Pura Vida est un roman impressionniste à mi-chemin entre Les vies parallèles de Plutarque et Au-dessous du volcan de Malcolm Lowry, deux inspirations revendiquées et deux modèles difficilement conciliables sous la forme d'un journal assez baroque, construit d'ailleurs en grande partie sur la lecture de la presse. L'ambition de Patrick Deville était donc grande, tout comme celle des aventuriers, mercenaires et révolutionnaires qui ont sillonné l'Amérique centrale pour s'y tailler un empire et, en fin de compte, le roman ressemble bien à un épisode de coup d'Etat au Honduras ou d'ultime assaut d'une ferme bolivienne, on ne sait pas trop qui est qui, les événements et les lieux s'entassent et il flotte toujours un parfum mélancolique.

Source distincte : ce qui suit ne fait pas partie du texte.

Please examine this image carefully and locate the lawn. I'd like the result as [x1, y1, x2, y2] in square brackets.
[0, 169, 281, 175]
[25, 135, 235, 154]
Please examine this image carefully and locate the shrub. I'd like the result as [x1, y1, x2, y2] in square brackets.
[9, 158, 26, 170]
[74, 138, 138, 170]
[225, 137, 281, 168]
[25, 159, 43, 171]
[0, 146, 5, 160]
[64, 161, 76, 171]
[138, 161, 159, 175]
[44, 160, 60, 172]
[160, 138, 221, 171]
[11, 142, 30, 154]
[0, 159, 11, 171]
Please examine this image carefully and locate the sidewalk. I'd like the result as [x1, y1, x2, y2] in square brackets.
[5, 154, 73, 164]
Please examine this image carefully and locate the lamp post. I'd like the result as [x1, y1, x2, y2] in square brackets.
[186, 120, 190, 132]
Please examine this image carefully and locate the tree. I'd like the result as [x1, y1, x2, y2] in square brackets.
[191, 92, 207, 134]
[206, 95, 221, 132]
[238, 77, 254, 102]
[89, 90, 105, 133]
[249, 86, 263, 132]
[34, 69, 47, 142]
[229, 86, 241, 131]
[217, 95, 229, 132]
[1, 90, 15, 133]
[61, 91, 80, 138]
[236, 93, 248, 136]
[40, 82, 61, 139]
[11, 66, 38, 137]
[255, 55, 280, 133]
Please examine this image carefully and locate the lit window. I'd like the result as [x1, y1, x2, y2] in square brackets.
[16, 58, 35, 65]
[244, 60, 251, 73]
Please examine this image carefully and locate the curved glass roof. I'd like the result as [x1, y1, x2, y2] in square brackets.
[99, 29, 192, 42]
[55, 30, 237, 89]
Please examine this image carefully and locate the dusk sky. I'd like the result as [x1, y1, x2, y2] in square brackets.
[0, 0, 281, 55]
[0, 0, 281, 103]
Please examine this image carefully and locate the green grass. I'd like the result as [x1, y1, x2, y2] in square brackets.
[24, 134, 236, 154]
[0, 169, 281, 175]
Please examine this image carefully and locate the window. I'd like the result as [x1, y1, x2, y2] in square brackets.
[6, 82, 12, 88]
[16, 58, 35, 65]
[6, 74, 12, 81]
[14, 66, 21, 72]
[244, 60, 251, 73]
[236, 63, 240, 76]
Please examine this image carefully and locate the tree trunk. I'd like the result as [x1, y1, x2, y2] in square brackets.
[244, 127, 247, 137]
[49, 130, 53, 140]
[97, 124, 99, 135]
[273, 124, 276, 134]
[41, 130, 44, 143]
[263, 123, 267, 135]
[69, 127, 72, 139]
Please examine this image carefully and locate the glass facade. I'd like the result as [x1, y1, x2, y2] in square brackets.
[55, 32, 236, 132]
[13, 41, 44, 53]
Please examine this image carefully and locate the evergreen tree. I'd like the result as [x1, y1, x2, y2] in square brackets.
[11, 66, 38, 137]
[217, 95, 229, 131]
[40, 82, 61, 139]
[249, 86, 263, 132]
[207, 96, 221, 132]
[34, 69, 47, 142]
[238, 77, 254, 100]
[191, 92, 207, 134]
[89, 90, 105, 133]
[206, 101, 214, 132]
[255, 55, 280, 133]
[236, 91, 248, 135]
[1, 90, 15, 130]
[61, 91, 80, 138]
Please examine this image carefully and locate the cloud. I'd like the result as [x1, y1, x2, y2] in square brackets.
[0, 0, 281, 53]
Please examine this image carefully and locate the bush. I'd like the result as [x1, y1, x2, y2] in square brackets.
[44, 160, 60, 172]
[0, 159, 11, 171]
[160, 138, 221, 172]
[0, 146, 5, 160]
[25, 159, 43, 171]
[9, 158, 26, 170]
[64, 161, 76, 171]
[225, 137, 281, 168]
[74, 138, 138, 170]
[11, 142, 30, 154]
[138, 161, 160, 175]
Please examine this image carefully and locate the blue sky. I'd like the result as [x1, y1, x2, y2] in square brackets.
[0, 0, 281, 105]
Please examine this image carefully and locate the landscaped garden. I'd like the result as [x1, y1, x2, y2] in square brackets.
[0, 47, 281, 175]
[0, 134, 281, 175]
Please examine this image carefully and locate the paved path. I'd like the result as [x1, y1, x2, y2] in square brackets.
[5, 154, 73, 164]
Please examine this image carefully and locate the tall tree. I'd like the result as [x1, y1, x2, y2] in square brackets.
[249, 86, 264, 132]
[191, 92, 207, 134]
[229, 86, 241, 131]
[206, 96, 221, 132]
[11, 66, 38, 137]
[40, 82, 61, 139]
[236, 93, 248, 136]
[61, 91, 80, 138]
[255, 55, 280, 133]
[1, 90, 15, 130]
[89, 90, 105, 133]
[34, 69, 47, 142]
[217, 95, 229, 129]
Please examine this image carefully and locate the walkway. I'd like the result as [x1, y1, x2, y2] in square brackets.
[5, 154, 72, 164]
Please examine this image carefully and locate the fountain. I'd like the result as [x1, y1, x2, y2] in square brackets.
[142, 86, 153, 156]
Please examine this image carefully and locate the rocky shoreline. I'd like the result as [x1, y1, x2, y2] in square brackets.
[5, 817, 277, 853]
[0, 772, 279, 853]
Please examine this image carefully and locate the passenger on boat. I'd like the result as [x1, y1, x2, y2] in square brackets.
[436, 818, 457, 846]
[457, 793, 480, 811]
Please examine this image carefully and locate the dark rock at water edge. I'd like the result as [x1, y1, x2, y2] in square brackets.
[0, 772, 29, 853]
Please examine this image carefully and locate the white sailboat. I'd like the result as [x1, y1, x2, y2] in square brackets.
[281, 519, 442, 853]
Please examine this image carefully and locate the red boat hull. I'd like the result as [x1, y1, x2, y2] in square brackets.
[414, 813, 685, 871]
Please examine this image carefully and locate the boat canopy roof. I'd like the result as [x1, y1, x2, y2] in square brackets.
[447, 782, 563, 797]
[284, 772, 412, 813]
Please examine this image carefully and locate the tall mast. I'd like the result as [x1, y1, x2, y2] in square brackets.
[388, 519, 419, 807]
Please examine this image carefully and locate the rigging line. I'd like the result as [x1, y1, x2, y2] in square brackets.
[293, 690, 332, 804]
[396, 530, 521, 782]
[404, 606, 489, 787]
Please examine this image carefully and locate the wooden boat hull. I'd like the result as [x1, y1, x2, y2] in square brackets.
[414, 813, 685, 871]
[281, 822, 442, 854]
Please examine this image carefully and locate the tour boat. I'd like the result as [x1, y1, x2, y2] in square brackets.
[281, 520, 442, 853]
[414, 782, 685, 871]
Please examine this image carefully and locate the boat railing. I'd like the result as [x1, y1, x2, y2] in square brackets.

Formellement, le roman est une succession de courts chapitres, tantôt biographiques, tantôt autobiographiques, reliés par l'histoire politique des pays d'Amérique centrale. On croise toute une variété de rêveurs, libérateurs, apprentis dictateurs et pauvres bougres à qui on a donné un fusil. Comme chez Lowry, l’Amérique latine est le décor somptueux d'une inlassable répétition des mêmes tragédies mais qu'alimentent ici plus spécifiquement la lutte pour le pouvoir, elle-même animée par le désir de vivre et de fuir le néant. C'est cela "la pura vida", la fuite en avant dans les rêves d'une époque. En arrière-fond, évoqués très discrètement, il y a aussi l'arrivée fracassante des européens et plusieurs siècles de génocides, mentionnons-le.
Les matériaux sont des lectures d'autres ouvrages - à ce propos j'ai apprécié l'érudition à la fois humble et généreuse - des articles de presse, qui à eux seuls auraient suffit à écrire quelque chose de plus intense et d'encore plus délicieusement absurde, des entretiens avec des témoins historiques et, enfin, les pérégrinations de l'auteur lui-même à travers la région, errance qui fait l'objet d'une partie du livre et recoupe celle des infortunés romantiques révolutionnaires, de William Walker en particulier. William Walker, sorte d'anti-Che Guevara, est le fil rouge mais bien ténu qui sert à tenir le tout. Car malheureusement, de mon point de vue, l'effet d'emboîtement recherché ne fonctionne pas vraiment. Certains chapitres m'ont passionné, souvent les plus longs et les plus biographiques, et d'autres qui n'avaient pas forcément de rapport avec les premiers, m'ont désintéressé, à l'instar de l'histoire de Victor, figure mystique qui symbolise l'échec des révolutions et qui réapparaît inlassablement avec sa satanée casquette rouge.
J'aurais vraiment pu aimer ce livre, d'autant que le thème des révolutions éveille facilement en moi la fièvre. Malheureusement l'oeuvre ne me parait pas achevée, les transitions sont brusques, hachées, les noms des villes et des personnalités se succèdent trop rapidement, les périodes se chevauchent sans liens solides. De mon point de vue, les récits non-linéaires demandent une plus grande cohérence encore que les autres et c'est un peu ce qui manque ici, desgraciadamente. La conséquence de cette accumulation un tantinet brouillonne est le recours trop courant à la téléologie, que l'auteur voudrait un peu trop facilement faire passer pour un ressort tragique : "Il ne sait pas qu'il ne lui reste que neuf jours à vivre", "C'est sur ce fleuve qu'il mourra quatre ans plus tard"... Du reste, la lecture générale reste agréable, le style est travaillé, direct, parfois poétique. Le ton est humble, rêveur. J'éprouve personnellement beaucoup de sympathie pour le narrateur.
Ce roman m'a été conseillé par un ami restaurateur qui considère qu'il s'agit d'un ouvrage indispensable. Je suspecte à présent ce lecteur assidu de Malcolm Lowry de rechercher ailleurs le même frisson. Je le comprends. A moins qu'il n'ait lu Au-dessous du volcan que parce que Patrick Deville le conseillait ? Pour ma part, je le recommanderai peut-être, comme lecture d'hiver, à ceux qui aiment la révolution.